Pre-eclampsia: hypertension with proteinuria after 20 weeks; may progress to eclampsia (seizures).

2

Magnesium sulphate is the drug of choice to prevent and treat eclamptic seizures.

3

Antepartum haemorrhage includes placenta praevia and placental abruption.

4

In suspected placenta praevia, avoid vaginal (digital) examination — it can trigger severe bleeding.

5

Anaemia in pregnancy increases risk of complications and requires iron supplementation.

6

Ectopic pregnancy presents with abdominal pain and bleeding and is a surgical emergency.

NMCN Exam Tips

How this topic appears in the NMCN exam

Magnesium sulphate is the key drug for eclampsia — a favourite NMCN fact.
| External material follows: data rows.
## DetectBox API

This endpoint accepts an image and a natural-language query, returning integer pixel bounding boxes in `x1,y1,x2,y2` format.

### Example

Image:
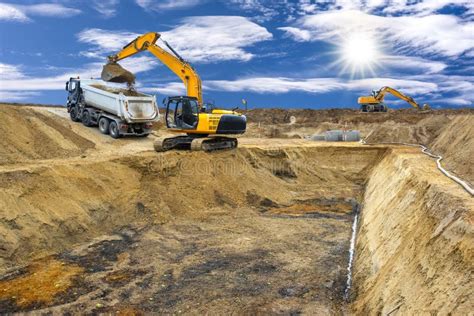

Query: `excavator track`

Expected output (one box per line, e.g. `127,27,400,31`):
191,137,238,151
153,136,238,152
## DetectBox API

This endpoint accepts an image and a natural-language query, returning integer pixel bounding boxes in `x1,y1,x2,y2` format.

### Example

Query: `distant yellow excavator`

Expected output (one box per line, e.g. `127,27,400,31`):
102,32,247,151
357,87,430,112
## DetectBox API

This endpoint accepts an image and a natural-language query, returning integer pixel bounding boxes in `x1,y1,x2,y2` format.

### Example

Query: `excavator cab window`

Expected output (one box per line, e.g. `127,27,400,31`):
166,98,199,129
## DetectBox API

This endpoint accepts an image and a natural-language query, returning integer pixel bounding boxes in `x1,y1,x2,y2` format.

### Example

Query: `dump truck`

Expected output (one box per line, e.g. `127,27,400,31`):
66,78,160,138
101,32,247,152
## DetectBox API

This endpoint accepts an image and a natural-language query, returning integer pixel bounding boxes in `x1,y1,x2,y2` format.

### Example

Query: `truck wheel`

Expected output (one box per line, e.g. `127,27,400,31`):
99,116,110,134
69,106,81,122
82,110,92,127
109,121,120,138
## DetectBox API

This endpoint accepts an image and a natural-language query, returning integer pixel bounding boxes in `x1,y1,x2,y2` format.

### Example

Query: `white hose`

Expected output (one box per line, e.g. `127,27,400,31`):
360,138,474,196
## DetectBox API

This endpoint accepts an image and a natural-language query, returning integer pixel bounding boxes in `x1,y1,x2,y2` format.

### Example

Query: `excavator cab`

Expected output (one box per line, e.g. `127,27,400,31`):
163,96,199,130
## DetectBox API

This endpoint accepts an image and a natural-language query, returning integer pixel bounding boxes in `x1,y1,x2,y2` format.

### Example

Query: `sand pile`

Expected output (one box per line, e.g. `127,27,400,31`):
0,105,94,165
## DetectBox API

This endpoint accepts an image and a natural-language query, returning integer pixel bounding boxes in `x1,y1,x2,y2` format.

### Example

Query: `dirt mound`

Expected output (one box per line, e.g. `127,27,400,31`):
353,149,474,315
429,115,474,184
0,147,385,313
246,109,474,183
0,105,94,165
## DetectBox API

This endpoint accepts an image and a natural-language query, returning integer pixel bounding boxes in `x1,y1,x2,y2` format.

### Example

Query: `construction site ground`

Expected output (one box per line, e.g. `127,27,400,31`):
0,105,474,315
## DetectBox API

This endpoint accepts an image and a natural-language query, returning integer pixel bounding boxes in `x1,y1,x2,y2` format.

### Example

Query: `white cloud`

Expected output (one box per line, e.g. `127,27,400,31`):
77,16,272,63
278,26,311,42
379,56,448,74
140,82,186,96
135,0,202,11
162,16,272,63
299,0,474,15
0,3,30,22
0,90,40,102
77,29,135,53
280,10,474,56
204,77,438,94
0,63,24,80
0,56,157,92
91,0,120,18
0,3,81,22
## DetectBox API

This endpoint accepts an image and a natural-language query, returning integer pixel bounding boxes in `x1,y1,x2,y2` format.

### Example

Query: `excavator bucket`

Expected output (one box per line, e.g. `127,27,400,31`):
101,62,135,86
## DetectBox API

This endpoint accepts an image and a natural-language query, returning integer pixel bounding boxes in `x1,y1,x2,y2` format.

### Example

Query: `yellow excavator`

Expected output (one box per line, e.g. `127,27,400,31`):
102,32,247,151
357,87,430,112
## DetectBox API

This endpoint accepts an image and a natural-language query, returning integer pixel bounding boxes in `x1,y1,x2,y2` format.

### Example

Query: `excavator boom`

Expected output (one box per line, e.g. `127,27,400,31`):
102,32,203,106
102,32,247,151
358,86,430,112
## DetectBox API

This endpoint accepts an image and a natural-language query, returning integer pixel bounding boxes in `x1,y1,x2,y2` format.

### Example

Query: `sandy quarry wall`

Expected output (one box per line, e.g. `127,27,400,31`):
429,115,474,185
0,147,385,270
0,105,94,165
353,149,474,315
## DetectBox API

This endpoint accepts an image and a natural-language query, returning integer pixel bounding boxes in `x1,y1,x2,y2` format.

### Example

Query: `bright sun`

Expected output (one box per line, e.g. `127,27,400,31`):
338,33,380,77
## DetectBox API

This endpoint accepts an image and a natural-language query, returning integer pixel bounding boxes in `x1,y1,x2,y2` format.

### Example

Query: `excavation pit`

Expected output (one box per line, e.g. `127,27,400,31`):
0,137,472,314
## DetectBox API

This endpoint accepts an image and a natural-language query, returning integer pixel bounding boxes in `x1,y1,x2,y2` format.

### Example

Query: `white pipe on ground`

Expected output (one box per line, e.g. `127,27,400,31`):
360,138,474,196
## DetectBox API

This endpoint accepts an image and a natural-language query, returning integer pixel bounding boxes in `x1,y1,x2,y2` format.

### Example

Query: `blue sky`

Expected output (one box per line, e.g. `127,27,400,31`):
0,0,474,108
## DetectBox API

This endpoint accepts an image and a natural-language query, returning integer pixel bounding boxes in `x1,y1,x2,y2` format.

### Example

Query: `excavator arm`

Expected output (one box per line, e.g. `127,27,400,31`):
106,32,203,107
375,87,421,110
357,87,430,112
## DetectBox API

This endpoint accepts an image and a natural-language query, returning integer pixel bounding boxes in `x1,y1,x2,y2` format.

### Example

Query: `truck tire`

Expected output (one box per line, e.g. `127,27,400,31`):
109,121,120,139
99,116,110,135
82,110,92,127
69,106,81,122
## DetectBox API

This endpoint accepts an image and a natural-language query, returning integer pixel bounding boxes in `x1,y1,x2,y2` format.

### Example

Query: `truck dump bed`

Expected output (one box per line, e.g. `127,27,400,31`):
81,81,159,123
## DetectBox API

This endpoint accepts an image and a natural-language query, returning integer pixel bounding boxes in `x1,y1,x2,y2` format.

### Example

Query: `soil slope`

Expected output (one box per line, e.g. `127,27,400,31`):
353,149,474,315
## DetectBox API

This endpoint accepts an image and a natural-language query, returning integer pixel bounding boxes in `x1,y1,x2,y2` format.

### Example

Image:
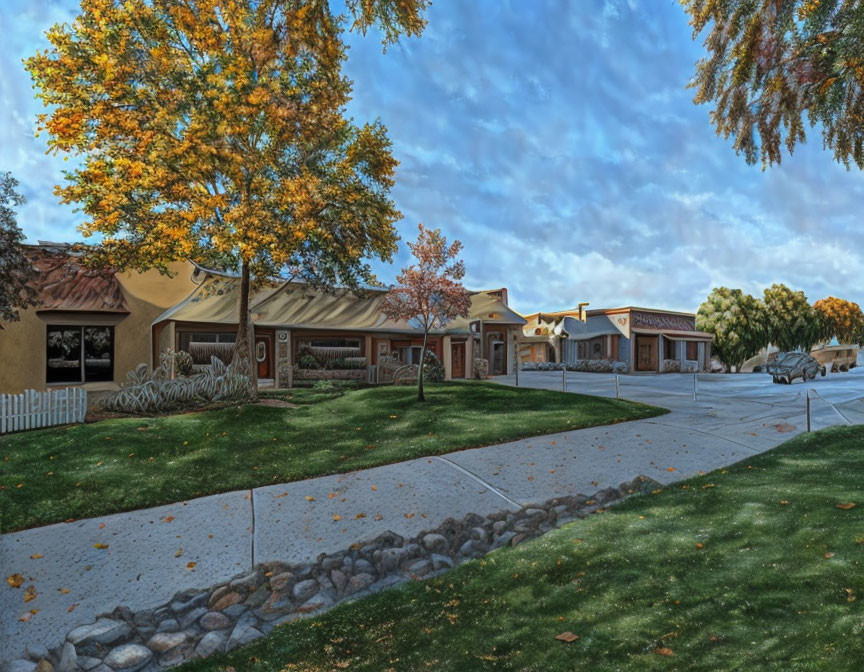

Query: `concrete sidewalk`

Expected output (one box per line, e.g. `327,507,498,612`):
0,372,864,661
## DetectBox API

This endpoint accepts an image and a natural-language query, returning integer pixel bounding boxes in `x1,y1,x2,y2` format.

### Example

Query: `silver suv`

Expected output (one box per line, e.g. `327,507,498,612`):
765,352,825,385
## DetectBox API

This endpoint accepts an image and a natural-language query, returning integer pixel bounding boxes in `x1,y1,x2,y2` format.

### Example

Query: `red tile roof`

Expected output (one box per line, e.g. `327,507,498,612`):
28,246,129,313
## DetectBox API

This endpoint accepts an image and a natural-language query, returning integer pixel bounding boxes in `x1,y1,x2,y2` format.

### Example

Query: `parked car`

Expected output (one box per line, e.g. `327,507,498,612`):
765,352,825,385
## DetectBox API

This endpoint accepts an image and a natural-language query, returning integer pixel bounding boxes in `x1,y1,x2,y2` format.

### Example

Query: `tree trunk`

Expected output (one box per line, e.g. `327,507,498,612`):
231,261,258,399
417,331,429,401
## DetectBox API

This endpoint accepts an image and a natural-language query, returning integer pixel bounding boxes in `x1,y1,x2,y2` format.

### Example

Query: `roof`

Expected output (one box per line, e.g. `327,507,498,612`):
154,273,524,333
25,244,129,313
585,306,696,317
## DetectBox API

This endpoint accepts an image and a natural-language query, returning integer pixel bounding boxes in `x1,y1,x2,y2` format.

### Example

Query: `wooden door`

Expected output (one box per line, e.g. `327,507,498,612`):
450,343,465,378
636,336,658,371
254,334,273,378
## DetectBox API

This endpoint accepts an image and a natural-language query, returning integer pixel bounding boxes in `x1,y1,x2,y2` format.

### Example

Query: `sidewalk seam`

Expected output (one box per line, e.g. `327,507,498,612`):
432,455,522,510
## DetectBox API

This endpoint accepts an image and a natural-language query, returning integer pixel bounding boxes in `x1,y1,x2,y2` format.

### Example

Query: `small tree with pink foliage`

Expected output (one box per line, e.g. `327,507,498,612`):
383,224,471,401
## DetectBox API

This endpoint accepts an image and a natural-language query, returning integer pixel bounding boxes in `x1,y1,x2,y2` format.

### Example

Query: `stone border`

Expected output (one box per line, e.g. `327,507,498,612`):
4,476,663,672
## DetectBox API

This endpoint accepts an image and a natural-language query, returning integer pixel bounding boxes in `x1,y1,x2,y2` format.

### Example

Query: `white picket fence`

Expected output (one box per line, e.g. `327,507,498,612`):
0,387,87,434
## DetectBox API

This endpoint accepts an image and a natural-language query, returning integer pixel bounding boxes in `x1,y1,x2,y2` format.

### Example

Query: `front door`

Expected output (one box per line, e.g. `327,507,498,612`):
636,336,657,371
490,341,507,376
450,343,465,378
254,334,273,379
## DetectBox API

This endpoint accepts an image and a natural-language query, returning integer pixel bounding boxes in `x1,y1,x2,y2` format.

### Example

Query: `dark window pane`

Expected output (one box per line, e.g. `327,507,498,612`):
45,326,81,383
84,327,114,382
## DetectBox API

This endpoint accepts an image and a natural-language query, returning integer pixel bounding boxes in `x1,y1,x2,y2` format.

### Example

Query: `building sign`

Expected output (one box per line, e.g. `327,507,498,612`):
631,310,696,331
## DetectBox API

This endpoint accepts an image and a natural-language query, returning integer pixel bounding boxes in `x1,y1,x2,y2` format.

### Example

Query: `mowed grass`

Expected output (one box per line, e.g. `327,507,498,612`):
0,382,665,532
182,426,864,672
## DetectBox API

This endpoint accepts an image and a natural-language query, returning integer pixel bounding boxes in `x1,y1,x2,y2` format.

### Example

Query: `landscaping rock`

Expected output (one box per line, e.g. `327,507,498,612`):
228,572,258,593
430,553,453,570
345,572,375,595
195,631,227,658
211,591,243,611
104,644,153,672
66,618,132,646
25,643,50,663
270,572,294,593
222,604,250,621
300,592,333,611
3,658,36,672
147,632,186,653
180,607,207,630
198,611,231,631
330,569,348,593
156,618,180,632
423,534,450,553
291,579,318,602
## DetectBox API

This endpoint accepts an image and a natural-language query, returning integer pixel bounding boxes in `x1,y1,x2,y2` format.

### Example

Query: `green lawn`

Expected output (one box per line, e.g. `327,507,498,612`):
182,426,864,672
0,382,664,532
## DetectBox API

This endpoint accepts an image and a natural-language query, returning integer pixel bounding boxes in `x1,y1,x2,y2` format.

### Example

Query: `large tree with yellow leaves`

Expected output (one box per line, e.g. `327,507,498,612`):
26,0,427,392
680,0,864,168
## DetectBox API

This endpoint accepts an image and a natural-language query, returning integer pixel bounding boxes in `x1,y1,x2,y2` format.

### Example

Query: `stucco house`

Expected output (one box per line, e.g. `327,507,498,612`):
153,268,525,387
0,242,195,394
562,306,713,373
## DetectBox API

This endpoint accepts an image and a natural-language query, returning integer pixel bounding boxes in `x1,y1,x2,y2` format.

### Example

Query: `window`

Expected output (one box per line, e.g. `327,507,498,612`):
663,338,678,359
180,331,237,365
687,341,699,362
45,325,114,383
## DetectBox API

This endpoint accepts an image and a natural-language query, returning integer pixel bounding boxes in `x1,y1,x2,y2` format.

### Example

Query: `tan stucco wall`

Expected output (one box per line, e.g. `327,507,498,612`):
0,262,195,394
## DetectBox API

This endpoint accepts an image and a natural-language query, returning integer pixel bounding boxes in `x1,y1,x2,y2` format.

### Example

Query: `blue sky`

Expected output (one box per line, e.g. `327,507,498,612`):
0,0,864,312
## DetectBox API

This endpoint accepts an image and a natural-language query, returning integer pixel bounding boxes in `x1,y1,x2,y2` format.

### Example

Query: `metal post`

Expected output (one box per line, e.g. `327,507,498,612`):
513,336,521,387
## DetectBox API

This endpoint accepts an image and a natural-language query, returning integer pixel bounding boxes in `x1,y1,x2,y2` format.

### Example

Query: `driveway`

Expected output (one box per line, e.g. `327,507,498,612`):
0,369,864,662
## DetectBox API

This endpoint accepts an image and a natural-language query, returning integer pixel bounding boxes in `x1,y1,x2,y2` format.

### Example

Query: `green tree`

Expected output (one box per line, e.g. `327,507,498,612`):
681,0,864,168
762,284,819,352
696,287,767,373
27,0,427,394
0,173,36,329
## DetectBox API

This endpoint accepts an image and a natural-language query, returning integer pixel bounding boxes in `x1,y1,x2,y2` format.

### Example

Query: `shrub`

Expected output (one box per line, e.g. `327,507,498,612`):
423,350,444,383
297,353,321,369
174,350,195,377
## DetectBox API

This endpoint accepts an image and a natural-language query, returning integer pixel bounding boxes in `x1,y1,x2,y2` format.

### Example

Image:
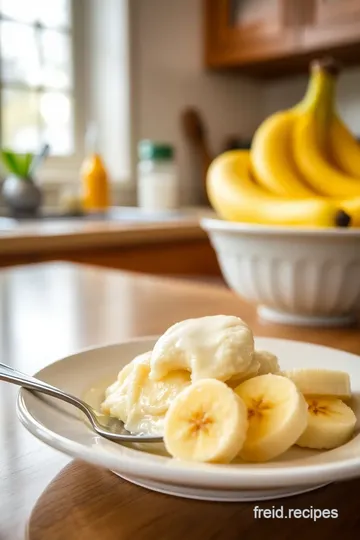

Never perform a vaginal exam in suspected placenta praevia.

Pre-eclampsia = hypertension + proteinuria after 20 weeks.

Monitor magnesium toxicity (loss of reflexes, respiratory depression).

Practice Question

Test yourself

The drug of choice for preventing and controlling seizures in a woman with severe pre-eclampsia/eclampsia is:

A.Diazepam
B.Magnesium sulphate✓ Correct
C.Calcium gluconate
D.Oxytocin

Explanation

Magnesium sulphate is the recognised drug of choice to prevent and control convulsions in pre-eclampsia and eclampsia. Calcium gluconate is kept available as the antidote for magnesium toxicity.